The lawsuit also alleges Key was "fraudulently induced" to attend Regent. "Adam relied on Regent's many claims of religious liberty and speech" and the law school's American Bar Association accreditation, the lawsuit states.
Posted by Kyle at 1:19 PM | Permalink
November 15, 2007
The Future Home of Right-Wing Intellectuals?
The Colorado Springs Gazette profiles The John Jay Institute for Faith, Society and Law, founded by a former Family Research Council and Focus on the Family associate: "[Students] are learning how to spread their moral beliefs in a thoughtful manner, without beating people over the head with their faith. The yearlong program combines their calling to public life with their conservative Christian worldview. After a semester of academics, they will be interns at conservative think tanks in Washington, D.C., and elsewhere, where they can further hone their skills in Christian persuasion."
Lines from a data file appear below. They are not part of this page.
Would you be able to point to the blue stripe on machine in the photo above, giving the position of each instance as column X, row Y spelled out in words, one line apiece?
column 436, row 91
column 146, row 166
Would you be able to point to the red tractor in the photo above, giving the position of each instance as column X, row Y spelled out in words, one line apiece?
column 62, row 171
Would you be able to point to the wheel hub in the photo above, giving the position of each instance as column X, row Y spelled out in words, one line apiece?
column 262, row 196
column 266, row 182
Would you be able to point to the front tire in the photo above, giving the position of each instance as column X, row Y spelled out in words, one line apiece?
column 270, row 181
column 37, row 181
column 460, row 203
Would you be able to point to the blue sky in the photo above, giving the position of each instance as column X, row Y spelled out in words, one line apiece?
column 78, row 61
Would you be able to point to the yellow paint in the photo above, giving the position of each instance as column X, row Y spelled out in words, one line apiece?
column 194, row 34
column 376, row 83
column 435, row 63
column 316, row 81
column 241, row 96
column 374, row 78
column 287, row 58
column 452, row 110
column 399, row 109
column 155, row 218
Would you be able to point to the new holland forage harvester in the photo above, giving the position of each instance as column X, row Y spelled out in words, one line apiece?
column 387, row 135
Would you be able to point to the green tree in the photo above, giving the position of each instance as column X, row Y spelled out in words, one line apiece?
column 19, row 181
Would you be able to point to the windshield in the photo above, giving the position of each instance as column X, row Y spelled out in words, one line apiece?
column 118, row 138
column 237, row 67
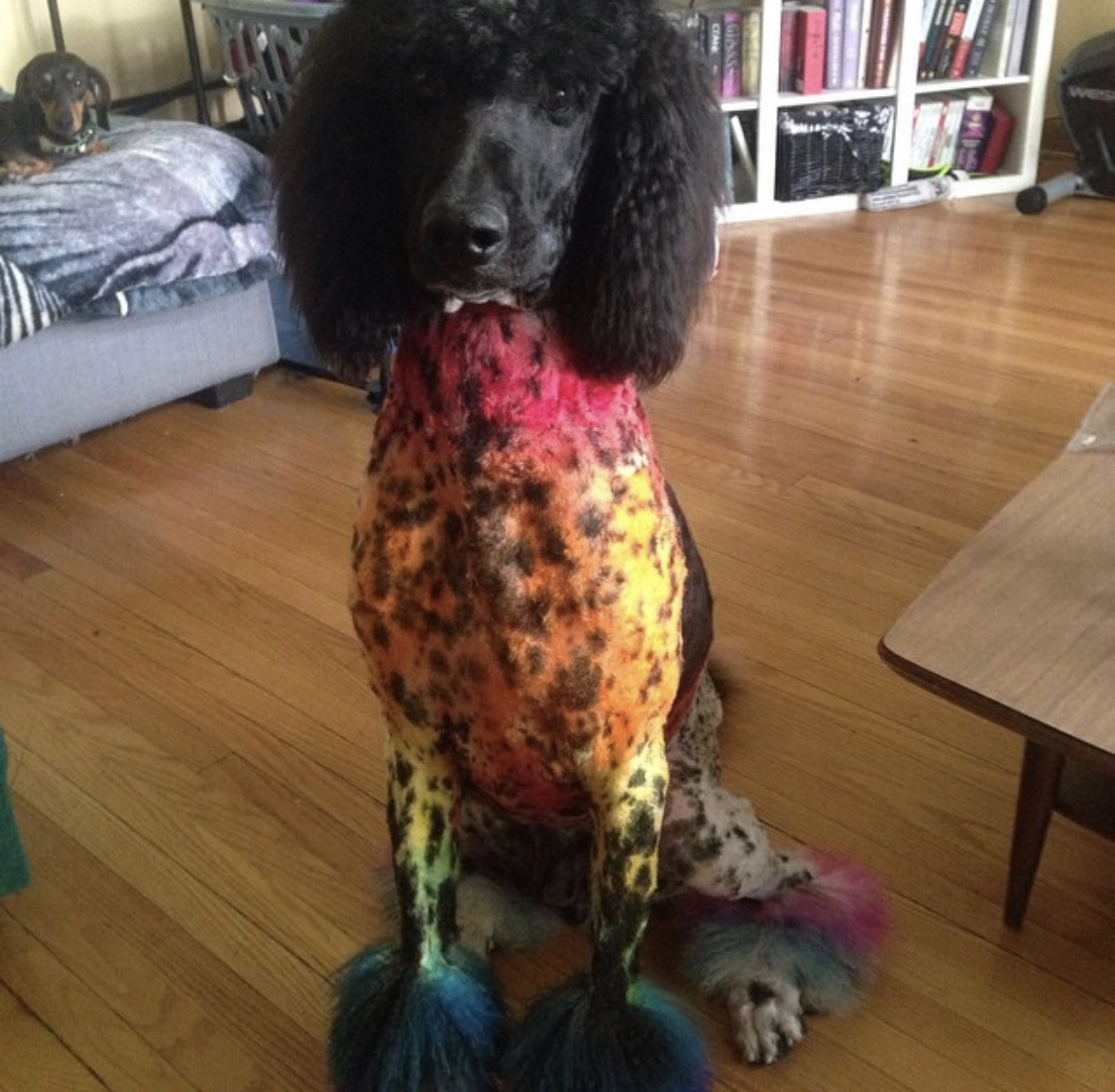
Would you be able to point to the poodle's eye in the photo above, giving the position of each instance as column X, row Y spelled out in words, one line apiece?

Posted by Kyle at 2:23 PM | Permalink
November 1, 2007
Raising Money Off a 20 Year Old Study
Following the death of its longtime leader, D. James Kennedy, Coral Ridge Ministries decided to focus it efforts on "increasing its worldwide audience to 30 million by 2012, mainly by expanding its Internet, TV and print presence.”
But in order to do that, CRM needs money and so they have sent out this email seeking donations:
I invite you to follow in the footsteps of the Pilgrims . . . to consider those who huddled inside the Mayflower and faced an icy winter that would claim half their number. I’m asking you to honor the heritage they handed down to us at such tremendous cost.
You see, the freedoms you and I enjoy today were born aboard their dimly lit ship, as 102 stalwart souls signed the Mayflower Compact. They began with these words— “In the name of God, Amen.” They wrote of making their voyage “for the Glory of God, and Advancement of the Christian Faith….”
Thanks to the American Civil Liberties Union (ACLU) and modern revisionists, the faith of the Pilgrims is disappearing from our textbooks . . . and being erased from our national consciousness.
Want proof? New York University professor Paul C. Vitz studied 90 of the most used public school history textbooks. He found up to 30 pages devoted to the Pilgrims, yet not a word about their devout faith in God. “It is common in these books to treat Thanksgiving without explaining to whom the Pilgrims gave thanks,” Vitz writes. One textbook even described Thanksgiving as a time “when the Pilgrims gave thanks to the Indians.”
Americans are forgetting who we are—and drifting from our Creator. That is why Coral Ridge Ministries intends to broadcast the truth on The Coral Ridge Hour. We want to reveal that our freedoms have their roots in the Bible and Christianity . . . and expose the false claim that this nation is not and never was a nation under God.
With your support, we’ll use television, radio, the Internet, and our vast library of print and multimedia resources. We will share the truth that God has blessed and guided our country since her earliest days . . . and still longs to bless her today if we will only return to Him. Armed with the facts, Christians can help teach America her godly roots . . . and guide her destiny. By God’s grace, you—like the Pilgrims—can help make history . . . and God may still bless America!
In his book “Persecution: How Liberals Are Waging War Against Christianity,” David Limbaugh likewise cites this study by Vitz and helpfully provides an endnote explaining that the information was taken from Vitz’s book “Censorship: Evidence of Bias in Our Children's Textbooks” … which came out in 1986.
If CRM is going to try and raise money by scaring it supporters with tales of “modern revisionists” erasing the religious heritage from our national consciousness, it might be useful for them to actually find some “modern revisionists” who are doing that instead of relying on a 20 year old study based on textbooks that are most likely no longer in use.